Andie was shocked to hear this, but then delight broke across her face. What if, listen, she’d stay here. Not for long, just for now, for a while, the rest of the month at least. It was the perfect idea. She could change her ticket no problem. Dawn needed someone to help with the rent and Andie was sick of staying in hostels, she’d love to see what it was like to really live somewhere. They’d be flatmates.

Dawn didn’t know what to say. But, well, why not?

Once Andie had changed into a white summer dress that, she said, she had not yet worn, they went back out. It was late afternoon, and the town was full of foreign backpackers and families on holiday. They walked down to Tall Quays, where Andie exclaimed appreciatively and held Dawn’s arm as they looked over the parapet, then back up the seafront to where rollerskaters stitched around pedestrians and prams, occasionally pointing their toes in opposite directions to whirl to a stop. Dawn and Andie left the path and picked their way down the stony beach.

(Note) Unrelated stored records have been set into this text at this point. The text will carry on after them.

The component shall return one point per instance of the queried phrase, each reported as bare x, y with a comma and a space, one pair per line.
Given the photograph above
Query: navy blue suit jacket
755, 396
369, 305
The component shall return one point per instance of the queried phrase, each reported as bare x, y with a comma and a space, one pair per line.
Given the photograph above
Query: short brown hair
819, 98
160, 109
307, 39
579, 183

Tarry clutches of lobster pots lay here and there, and the reek of decaying fish rose everywhere from the water and the pebbles. Gusts of wind battered along the strand. Andie stopped to watch some men launching a boat, rattling it down the stones and splashing in after it, thigh-deep, roaring at each other. She laughed when the wind snatched at her dress and chucked sheaves of her hair across her face. Dawn observed the long central groove of Andie’s abdomen appear under the thin wind-flattened fabric. Some youths with bicycles had stopped above to watch, too.

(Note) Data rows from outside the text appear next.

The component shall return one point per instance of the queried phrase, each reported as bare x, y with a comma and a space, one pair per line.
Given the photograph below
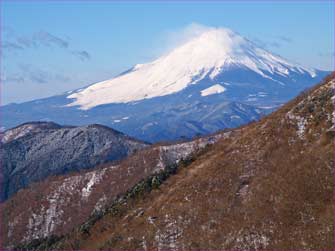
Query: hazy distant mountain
265, 186
216, 80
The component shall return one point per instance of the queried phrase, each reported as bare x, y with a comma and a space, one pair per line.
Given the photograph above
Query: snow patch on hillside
214, 89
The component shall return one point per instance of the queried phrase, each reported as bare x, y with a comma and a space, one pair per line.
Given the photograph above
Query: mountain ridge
163, 100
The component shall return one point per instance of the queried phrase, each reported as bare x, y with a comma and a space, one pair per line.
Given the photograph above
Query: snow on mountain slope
207, 55
214, 89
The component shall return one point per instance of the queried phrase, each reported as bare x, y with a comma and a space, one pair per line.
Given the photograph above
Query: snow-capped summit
215, 80
211, 53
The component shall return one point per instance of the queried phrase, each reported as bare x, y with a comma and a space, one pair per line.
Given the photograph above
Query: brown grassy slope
268, 186
55, 206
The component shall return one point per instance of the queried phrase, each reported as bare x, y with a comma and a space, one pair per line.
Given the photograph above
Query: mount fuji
216, 80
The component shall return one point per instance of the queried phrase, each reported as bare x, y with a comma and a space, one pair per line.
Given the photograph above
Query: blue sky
51, 47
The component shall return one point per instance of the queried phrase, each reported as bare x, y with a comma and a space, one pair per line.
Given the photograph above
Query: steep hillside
34, 151
268, 185
53, 207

Andie barely looked any different now from her long-necked, gracefully equine school self, except that she had become a fraction fuller in the upper arm and around the waist. Dawn was able to judge these changes because she had spent a lot of time over several years gazing at Andie. She knew the appearance of her arm crooked on an exercise book, and that of her neck bent forward, revealed by fallen hair, viewed sidelong from the next seat. She knew well the stances Andie adopted when viewed full-figure from a distance, long after they had ceased to speak. Today Andie was no longer quite so self-contained in her movements. When she was excited — when she expressed astonishment at a detail of the life of a language assistant, or as she tried to pick her way back up the pebbles while evading the wind — her eyes seemed to point askew for a moment.

They climbed back up to the promenade. Andie licked her upper lip and said she could taste the salt. Among the trestle tables and the bunting, the young men were now laying a series of small bonfires. Here the promenade was not marked off from the sea by any railing: instead the ground sloped straight down into a broad, shallow slipway. As they watched, one of the men chased another into the water, shouting, then pushed him so that he fell, and immediately dived headlong after him. They began to wrestle, coughing and hooting.

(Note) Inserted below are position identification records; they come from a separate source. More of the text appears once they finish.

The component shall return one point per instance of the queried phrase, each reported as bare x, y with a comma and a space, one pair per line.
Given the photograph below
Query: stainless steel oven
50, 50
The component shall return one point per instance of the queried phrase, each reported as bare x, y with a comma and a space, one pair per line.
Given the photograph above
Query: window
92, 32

Dawn explained that these were the preparations for a festival they had every year. Tomorrow there’d be a kind of party. No, she wasn’t intending to go, it wasn’t like that. It was really just for the locals. An indigenous tradition. Andie noticed that the tables were arranged in a bulging semicircle, as if backing away from the city towards the sea. I wonder why that is, she said; but Dawn didn’t know.

They walked on. Andie had been working as a receptionist in a solicitor’s office until a few months ago, but she was going to apply to train as an actress when she got back home. She had always liked drama at school. Not that this was enough in itself, she knew, but what could you do except give it a good try? When it was a passion there was really no choice. But that was for next year. For now she was seeing where her travels took her. To begin with, she and a friend had been travelling together, but it hadn’t worked out and they’d gone their separate ways. Don’t look so worried, she told Dawn, it’s not a problem! Anyway, she preferred travelling by herself. Really, that was the whole point.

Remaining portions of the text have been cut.